そして、この瞬間を意識の拡大によって、すべてのフィルムのコマへとあてはめ、映画の世界に存在する時間のすべてが実はすでに終わっている映画にすぎないのだと考えることで、映画の主人公こそ自分だと思い込んでいたが、その自分は見られている者としての自分、エゴ・身体にすぎず、それを見ていた見る者としての魂がいたと気づくのです。

「毎日、そして、一日を構成する毎分、毎分を構成する一つひとつの瞬間ごとに、愛の場所を戦慄の時が奪い取ったひとつの瞬間をあなたは再び生きているにすぎません。
 だから、過去と現在の間にある隔たりを渡るまで、あなたは、再び生きるために、毎日、死ぬのです。本当は、そんな隔たりなどまったくないというのに。
 一つひとつの人生というのはそんなものです。すなわち、誕生から死まで続くように見える合い間、そして、再び生まれてくるという、はるか昔に過ぎ去って二度と再び生きることなどできないはずの一瞬の繰り返しなのです。

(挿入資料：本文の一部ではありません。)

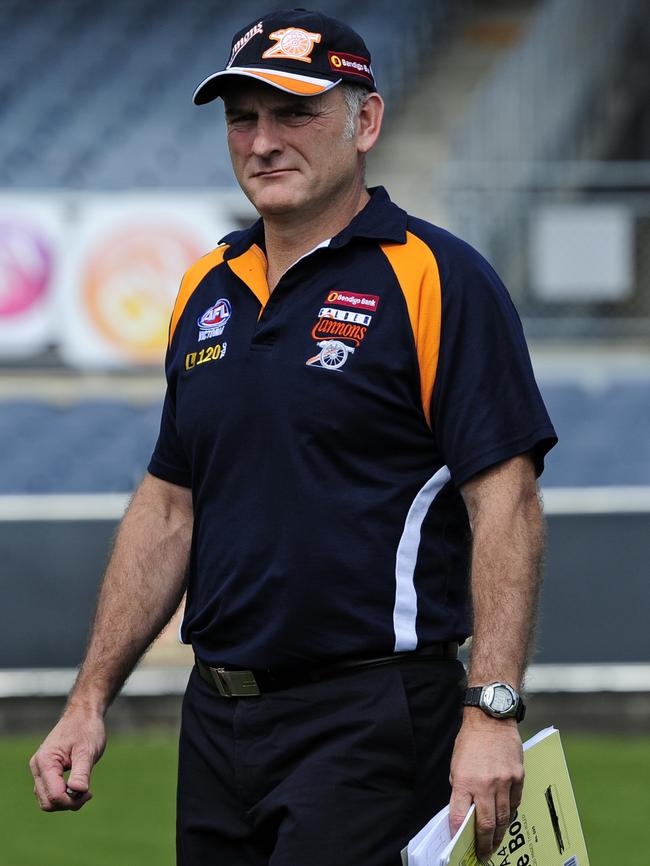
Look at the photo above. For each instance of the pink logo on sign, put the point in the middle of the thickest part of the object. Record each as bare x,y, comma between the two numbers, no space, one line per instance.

 だから、時間というものはすべて、すでに終わったことがいまだにここに今あるという狂気の信念にすぎないのです。」」(テキスト 第二十六章 五 些細な障害 13.)

しかし、分離の幻想を抱く「あなたは、自分がいまだに時間の内に生きていると信じ、時間が過ぎ去ったとはわかっていません。聖霊は、とうの昔に過ぎ去ったはずの時間の中で、あなたが依然として知覚している非常に小さくて無意味な迷宮から抜け出せるようにあなたを導いてくれます。」(テキスト 第二十六章 五 些細な障害 4.)。